When I returned to Boston, I felt like a coward, who failed to condemn my father and rally my sisters and neighbors behind this cause. But eventually, I came to understand that this is the story--the things my sisters, neighbors and I weren't talking about or confronting. From here I moved from wanting to indict my father and repair my sisters, to questioning why everyone was accommodating this man, who did these terrible things to my sisters. The way I'd always seen child molestation presented in the media was that you'd have the victim/survivor and the offender. Once the abuse was brought to light, the two would go their separate ways: the offender, banished to the margins of society, and the victim/survivor, set on a path of recovery or revenge. But never would the two voluntarily come back together and form a seemingly "normal" father-daughter relationship. I had to ask myself, "Why?"

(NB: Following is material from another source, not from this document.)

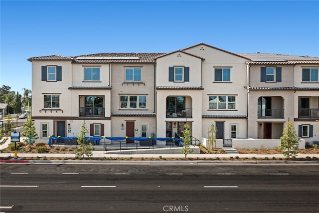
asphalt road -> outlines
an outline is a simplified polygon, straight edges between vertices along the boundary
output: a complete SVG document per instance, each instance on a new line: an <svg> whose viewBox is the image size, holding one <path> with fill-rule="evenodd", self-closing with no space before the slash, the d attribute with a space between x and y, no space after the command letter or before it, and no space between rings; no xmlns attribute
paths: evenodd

IDA:  As you've screened Family Affair-whether on the festival circuit, or in screening rooms, or in living rooms-how have audiences reacted to the film? What has been most surprising or unexpected about their reactions?

CC: Inevitably, I encounter folks on the festival circuit who reduce this project to an "incest" film. While that assessment may be unavoidable, I believe that Family Affair is a story about making accommodations for parents, who have betrayed us in order to satisfy an eternal longing for family. What's been most unexpected is the overwhelming number of people who come up to me after a screening or later write to say that although they weren't molested as a child, they completely identify with this story and then begin to open up. While I don't hold myself out to the world as an expert in this area of trauma and recovery, nor am I always prepared to respond, I am humbled by the fact that this film is giving people permission to talk about their own family crisis.

IDA: What docs or docmakers have served as inspirations for you?

CC: Best Boy...Grey Gardens...A Boy's Life...Southern Comfort...to name a few.

Family Affair will be screening July 30 through August 5 at the Arclight Hollywood in Los Angeles and August 13 through 19 at the IFC Center in New York City.